Sections 8. (3)(a), 8(6)(a), 9 (1) (a), 9 (2) (a) & (b), 10 (4) (a), 10 (7)(a), 11(2)(1), 12 (2)(i) of the Act would remove the power of Conservation Authorities to protect the ecological function and potentially the long-term stability and viability of wetlands. It would do this by removing the power to regulate and refuse permits based on “pollution or the conservation of land”, and removing the obligation of the Minister to consider those matters in appeals.

Gagging Conservation Authorities

Bill 23 doesn’t just prohibit Conservation Authorities from protecting conservation lands, wetlands wetlands, river or stream valleys themselves. Amendments to s. 21.1.1 and s. 21.1.2 of the Conservation Authorities Act actually goes so far as to “gag” them – prohibiting them from providing Municipalities with the information they need in order to start protecting conservation lands themselves when they consider land use planning approvals.
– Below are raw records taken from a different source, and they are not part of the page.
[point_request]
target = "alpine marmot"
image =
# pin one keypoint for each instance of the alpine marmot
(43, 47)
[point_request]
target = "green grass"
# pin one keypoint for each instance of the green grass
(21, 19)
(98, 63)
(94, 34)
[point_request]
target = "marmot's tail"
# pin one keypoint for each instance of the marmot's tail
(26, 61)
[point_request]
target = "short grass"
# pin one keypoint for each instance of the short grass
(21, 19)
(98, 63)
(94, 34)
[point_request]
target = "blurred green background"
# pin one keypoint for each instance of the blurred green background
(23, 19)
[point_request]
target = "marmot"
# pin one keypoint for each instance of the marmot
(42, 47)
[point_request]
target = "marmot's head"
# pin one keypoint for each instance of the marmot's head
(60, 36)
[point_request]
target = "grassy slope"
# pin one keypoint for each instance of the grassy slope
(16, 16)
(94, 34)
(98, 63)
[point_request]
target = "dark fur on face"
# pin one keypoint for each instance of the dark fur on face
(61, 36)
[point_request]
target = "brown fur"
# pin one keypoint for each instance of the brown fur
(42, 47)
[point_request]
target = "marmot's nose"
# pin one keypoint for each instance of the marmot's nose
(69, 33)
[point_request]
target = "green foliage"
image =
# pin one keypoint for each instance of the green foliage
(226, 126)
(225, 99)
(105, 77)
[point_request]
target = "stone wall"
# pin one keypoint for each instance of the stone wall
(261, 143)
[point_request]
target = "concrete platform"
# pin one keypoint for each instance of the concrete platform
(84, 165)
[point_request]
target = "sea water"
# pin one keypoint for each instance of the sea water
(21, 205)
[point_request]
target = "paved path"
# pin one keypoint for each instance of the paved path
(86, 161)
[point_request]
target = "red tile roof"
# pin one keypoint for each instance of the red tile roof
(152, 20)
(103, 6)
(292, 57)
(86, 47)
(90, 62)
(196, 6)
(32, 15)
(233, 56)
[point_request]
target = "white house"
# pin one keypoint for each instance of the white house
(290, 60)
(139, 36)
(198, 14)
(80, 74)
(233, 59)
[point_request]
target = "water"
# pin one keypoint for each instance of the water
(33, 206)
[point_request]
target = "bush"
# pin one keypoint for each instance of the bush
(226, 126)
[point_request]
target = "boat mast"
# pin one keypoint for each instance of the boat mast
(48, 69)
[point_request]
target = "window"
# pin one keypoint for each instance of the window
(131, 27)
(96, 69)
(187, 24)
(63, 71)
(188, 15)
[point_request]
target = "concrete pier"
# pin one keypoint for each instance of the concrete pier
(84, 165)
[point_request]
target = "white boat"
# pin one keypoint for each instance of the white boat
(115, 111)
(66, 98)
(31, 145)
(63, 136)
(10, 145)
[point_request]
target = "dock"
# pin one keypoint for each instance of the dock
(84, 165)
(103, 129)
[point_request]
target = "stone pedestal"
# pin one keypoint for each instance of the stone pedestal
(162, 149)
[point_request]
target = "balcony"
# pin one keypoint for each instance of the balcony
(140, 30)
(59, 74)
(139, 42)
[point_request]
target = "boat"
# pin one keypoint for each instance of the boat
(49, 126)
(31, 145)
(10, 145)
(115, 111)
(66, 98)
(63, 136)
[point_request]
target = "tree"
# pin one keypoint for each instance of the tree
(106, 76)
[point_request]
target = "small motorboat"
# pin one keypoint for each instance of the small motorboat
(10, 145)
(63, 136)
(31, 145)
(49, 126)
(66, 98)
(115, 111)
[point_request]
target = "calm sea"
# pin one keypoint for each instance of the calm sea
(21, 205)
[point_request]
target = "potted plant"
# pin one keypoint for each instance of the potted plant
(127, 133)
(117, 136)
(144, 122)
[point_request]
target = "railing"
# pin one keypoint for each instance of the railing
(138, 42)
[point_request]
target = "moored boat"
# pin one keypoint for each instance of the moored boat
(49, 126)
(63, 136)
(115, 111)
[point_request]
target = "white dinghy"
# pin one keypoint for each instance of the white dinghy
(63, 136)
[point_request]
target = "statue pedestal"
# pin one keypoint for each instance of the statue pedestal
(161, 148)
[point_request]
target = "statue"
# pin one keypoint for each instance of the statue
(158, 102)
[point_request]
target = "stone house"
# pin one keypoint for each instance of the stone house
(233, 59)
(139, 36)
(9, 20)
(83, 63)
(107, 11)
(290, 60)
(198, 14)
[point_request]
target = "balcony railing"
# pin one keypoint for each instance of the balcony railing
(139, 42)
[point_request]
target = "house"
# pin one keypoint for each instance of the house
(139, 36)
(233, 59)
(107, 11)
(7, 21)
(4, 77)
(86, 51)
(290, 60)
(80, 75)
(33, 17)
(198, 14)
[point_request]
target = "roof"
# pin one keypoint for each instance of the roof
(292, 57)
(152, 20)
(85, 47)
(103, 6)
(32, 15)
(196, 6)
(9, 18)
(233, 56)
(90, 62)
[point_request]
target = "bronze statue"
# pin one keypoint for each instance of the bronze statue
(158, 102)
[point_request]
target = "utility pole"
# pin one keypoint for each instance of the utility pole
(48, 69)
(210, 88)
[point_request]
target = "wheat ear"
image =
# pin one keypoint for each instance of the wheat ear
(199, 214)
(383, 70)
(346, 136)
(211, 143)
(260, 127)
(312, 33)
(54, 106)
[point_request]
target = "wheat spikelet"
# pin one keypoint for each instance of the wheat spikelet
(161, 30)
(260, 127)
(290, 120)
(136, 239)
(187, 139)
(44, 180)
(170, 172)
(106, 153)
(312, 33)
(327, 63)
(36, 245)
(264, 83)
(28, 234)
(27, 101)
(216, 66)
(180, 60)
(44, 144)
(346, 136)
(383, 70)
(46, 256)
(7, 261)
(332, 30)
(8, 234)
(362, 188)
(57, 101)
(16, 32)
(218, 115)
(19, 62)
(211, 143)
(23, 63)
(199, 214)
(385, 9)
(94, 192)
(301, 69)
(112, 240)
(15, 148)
If the Bill passes, Conservation Authorities will not be allowed to “provide under subsection (1), within its area of jurisdiction, a municipal program or service related to reviewing and commenting on a proposal, application or other matter made under a prescribed Act.”

The result will be a massive gap in Ontario’s system for protecting public safety and ecosystems, and ultimately, the unleashing of bulldozers and backhoes on cumulatively vast areas of wetland, forest and other sensitive areas currently off-limits for development.